The effects of feedback on the escape of radiation in star-forming dwarf galaxies
Title: The effects of feedback on the escape of radiation in star-forming dwarf galaxies
DNr: SNIC 2021/23-581
Project Type: SNIC Small Storage
Principal Investigator: Göran Östlin <ostlin@astro.su.se>
Affiliation: Stockholms universitet
Duration: 2021-10-07 – 2022-10-01
Classification: 10305
Keywords:

Abstract

According to contemporary cosmological models, dwarf galaxies are the first structures to form that can sustain stellar formation for a substantial amount of time. Star-forming dwarf galaxies have long been considered one of the dominant contributors of ionising radiation during the Epoch of Reionisation, a period during the early Universe where it transitioned from being completely radiation opaque to transparent. However, the process of how this radiation escapes the galaxy and ionises the Universe is not completely understood. A popular contender of facilitating the escape of radiation from the galaxy is stellar feedback, i.e. radiation from stars, stellar winds and supernova explosion. The exact impact of these effects is not currently known, but can be explored via kinematic signatures, e.g. outflows and ionised diffuse regions. An important quantity for reionisation is the escape fraction, which is simply the amount of (ionising) radiation able to leave the galaxy. This parameter varies drastically between emission lines and individual galaxies. Studies of high star-forming (starburst) dwarf galaxies are currently a popular ongoing research field.
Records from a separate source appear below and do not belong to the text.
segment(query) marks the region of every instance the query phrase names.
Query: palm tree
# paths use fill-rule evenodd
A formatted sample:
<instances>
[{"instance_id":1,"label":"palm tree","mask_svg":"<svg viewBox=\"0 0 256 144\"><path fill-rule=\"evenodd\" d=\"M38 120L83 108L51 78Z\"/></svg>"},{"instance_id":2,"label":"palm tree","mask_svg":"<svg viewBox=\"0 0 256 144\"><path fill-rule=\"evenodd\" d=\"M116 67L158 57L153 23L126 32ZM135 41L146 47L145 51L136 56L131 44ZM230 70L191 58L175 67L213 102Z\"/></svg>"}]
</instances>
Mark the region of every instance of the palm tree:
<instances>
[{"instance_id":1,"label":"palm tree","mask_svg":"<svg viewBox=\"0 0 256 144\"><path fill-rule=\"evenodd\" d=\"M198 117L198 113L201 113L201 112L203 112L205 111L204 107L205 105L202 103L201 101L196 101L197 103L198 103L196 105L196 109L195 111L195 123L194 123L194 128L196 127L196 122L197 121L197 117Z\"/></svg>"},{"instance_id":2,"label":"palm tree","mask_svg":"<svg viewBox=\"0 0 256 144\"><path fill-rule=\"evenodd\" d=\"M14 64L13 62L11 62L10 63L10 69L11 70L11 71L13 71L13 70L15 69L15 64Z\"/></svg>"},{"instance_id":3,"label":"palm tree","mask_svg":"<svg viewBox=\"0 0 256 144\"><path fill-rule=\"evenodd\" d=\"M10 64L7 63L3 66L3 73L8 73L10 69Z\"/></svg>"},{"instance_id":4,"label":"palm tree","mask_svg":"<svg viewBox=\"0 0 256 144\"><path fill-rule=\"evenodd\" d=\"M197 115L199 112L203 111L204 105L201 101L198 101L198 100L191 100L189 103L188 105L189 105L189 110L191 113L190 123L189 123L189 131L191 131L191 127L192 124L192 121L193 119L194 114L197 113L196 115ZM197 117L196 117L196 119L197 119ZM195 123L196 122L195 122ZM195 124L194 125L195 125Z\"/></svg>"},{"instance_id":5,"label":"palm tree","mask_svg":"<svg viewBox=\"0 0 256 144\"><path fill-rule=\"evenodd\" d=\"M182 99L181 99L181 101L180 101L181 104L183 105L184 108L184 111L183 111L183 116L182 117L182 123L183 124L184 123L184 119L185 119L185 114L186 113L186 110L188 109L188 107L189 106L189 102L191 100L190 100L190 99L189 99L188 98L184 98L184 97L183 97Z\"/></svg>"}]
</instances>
However, due to a number of observational difficulties, there are few detections of galaxies this far back in time. Instead, detailed observations can be obtained from local analogues, i.e. low-redshift galaxies with similar properties, to infer knowledge about the formation and evolution of the first dwarf galaxies. Furthermore, numerical simulations allow us to alter the physics within the galaxy and analyse in detail the dynamics and physical process present in these galaxies. For this project, we will model entire dwarf galaxies with similar properties to local analogues, using the hydrodynamical + N-body code RAMSES, coupled with radiative transfer equations. We intend to simulate galaxies with a set of around 10 initial conditions, including ICs with merger between two galaxies. The purpose is to find new and confirm existing correlations that can be applied to observational data of analogue galaxies to predict properties and relations, such as the escape fraction, which are commonly not well constrained or understood.